Maybe that’s the real test. If you’re not risking a little schmaltz, you’re probably not talking about anything legendary at all.


Build a Database of What You Know

Most consultants I know dramatically underestimate how much valuable advice they have to share. They think they need a trademarked framework or a slick model with arrows pointing in reassuring directions. That’s a mistake.

It makes them overlook the far more valuable thing they already have: a whole library of ideas they routinely share with clients in conversation.

Forget the fancy frameworks for a minute. What you need first is a private database of what you know how to teach.

This isn’t a list of everything you teach every client. It’s a catalog of everything you could teach, depending on the moment. Think of it as a working archive where leverage quietly accumulates. You don’t consult from this database directly. You draw from it selectively, deliberately, and often invisibly.

Here’s the daily practice that builds it.

At the end of each day, write down two things you taught a client. Not what you delivered or produced. Write down what you explained. What you reframed. Or, the moment you helped them finally see something clearly. That’s when the real value changes hands.

Each entry in your informal database has two parts: the principle, then the story. Always list the principle first. The story comes second.

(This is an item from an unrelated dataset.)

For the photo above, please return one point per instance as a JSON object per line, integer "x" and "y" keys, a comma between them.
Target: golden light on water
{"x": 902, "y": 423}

And by “story,” I mean the example you used to make your point. It could be the story of the client conversation itself – what you said, how it landed, and what the client decided to do with the idea. The story isn’t for entertainment. It’s for buy-in. People resist being told what’s true, but they relax when they recognize something familiar. A story lets them nod before they argue, and that nod is what makes the idea usable.


Here’s an example of what something I wrote down in my own database:

The principle: The first line of your elevator speech should be clear, not clever.

The story: I learned this elevator-speech approach from watching people listen. When you tell someone what you do, they’re trying to pigeonhole you as fast as they can so they can relax and know what’s expected of them. Your job is not to resist. By all means, let them put you in a conceptual box. It helps them loosen up and focus.

It’s like when you sit down in a restaurant and ask the waiter what’s good, and he starts rattling off exotic dish names you’ve never heard. You don’t relax into curiosity. You tighten up. You’re still searching for an organizing principle. But the moment you realize, “Oh, this is a Mexican restaurant,” everything shifts. Now you can actually hear what he’s saying.

Your elevator speech works the same way. Start with something blunt: “I help Apple and Intuit with their international growth.” The listener still doesn’t know how you do that, and that’s fine. If they’re interested, they’ll ask. If they don’t, no amount of cleverness would have changed that.

This is why I have a visceral reaction to cute elevator speeches like, “I’m a sherpa for executives.” It feels like the speaker is playing keep-away. The speech carries the odor of a sales pitch nobody asked for. When someone answers that way, I usually disengage. (Or, I say, “Friend, you need to hire me to help you, ASAP.")


This is what your database is really for. It’s not for publishing or branding, at least not at first. It’s for capturing the actual value you create in real conversations before it evaporates. That way, you can use your best ideas, insights, exercises, and stories, again and again.